The hardest thing I faced setting up…

Kago Kagichiri is the brains behind a virtual library that can be used by all students who can access a phone. [Gardy chacha, Standard]

Starting a business is not a walk in the park. No doubt, you will go through challenges. It is partly because of these challenges that some start-ups don’t make it past the one-year mark.

Four entrepreneurs share their own struggles: the hardest challenges they faced as they went into business, and how you can safely navigate them. 

1. Choosing the correct client for our product

Kago Kagichiri, founder of Eneza Education, a company that offers revision and learning material via basic phone features such as SMS.

The designing, packaging and launch of the company’s primary service, called dubbed Shupavu291, was the culmination of a trial and error process. The product we were designing was meant to make study material available for students through a phone. Our initial approach was to have schools subscribe to the service. So we went to head teachers and began the trial phase. Two months in, we noted that schools failed to pay subscription fees. It became cumbersome and we couldn’t proceed in that manner. We needed to go back to the drawing board and find the right client.

On the second trial, we decided to target individual students through their parents. We figured that the user we should be targeting was the student – but through the parent.
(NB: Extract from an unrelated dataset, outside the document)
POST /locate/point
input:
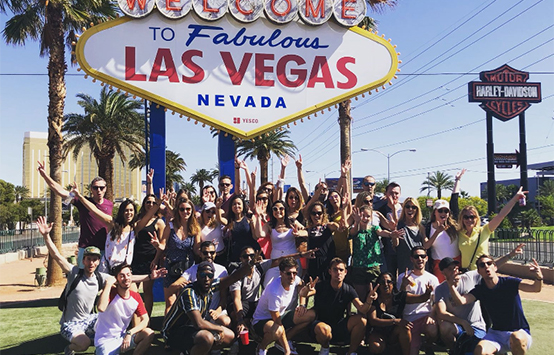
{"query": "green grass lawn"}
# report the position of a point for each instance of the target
(32, 328)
Provide the student the service and the parent to subscribe on their behalf. This time round it worked. And Eneza flourished from that point onwards. The business has expanded to Ivory Coast and Ghana.

 Identify your customer

To identify the primary consumer of your product, ask yourself these questions:

1.    Who am I trying to attract to my business? Who am I not looking to attract?

2.    What is the need my product is filling? Who needs it the most?

Once you have that answered, find out what values your consumers hold dear. Does your product provide that? If it is a product aimed at teenagers, do you see them reaching for it from a product aisle?

CEO and founder of Jijenge Credit Limited, Peter Macharia, advises that this is the first step for any entrepreneur hoping to succeed.

“That is how you arrive at the correct business model – a solution that you can sell to those who need it.”

2. Having all revenue made go into paying back a loan

Yunucke Kwamboka, businesswoman

I started a retail business selling basic household items about two decades ago. I took a loan of Sh400,000 to set up the business. It was a gamble because I knew loan-repayment would soon take effect.

The immediate challenge I faced was to sustain the costs of running the business while repaying the loan too. So for the first two or so years, proceeds from the business went into paying the loan. That is how I learnt that to be successful as an entrepreneur, one needs to have a way of paying off personal bills that is not linked to the business. Lucky for me I hadn’t quit my job as a teacher, so my salary fed the family and paid bills. Had I started sustaining my family through the business, I wouldn’t have survived.

 Beat the early business cash drain

Before your business can pay you back, you will need something to tide you over. Most of the time, the revenue made will be ploughed back into the company to drive the growth it needs and fund the tools that are essential.

Seasoned entrepreneur Mary Muthoni, CEO and proprietor of St Petroc School, says that the secret is planning and budgeting for a start-up. “In the formative years work with a lay out of a budget – one that will see the business achieve its objective and start making a profit. This budget, she says, should be the guiding principle.”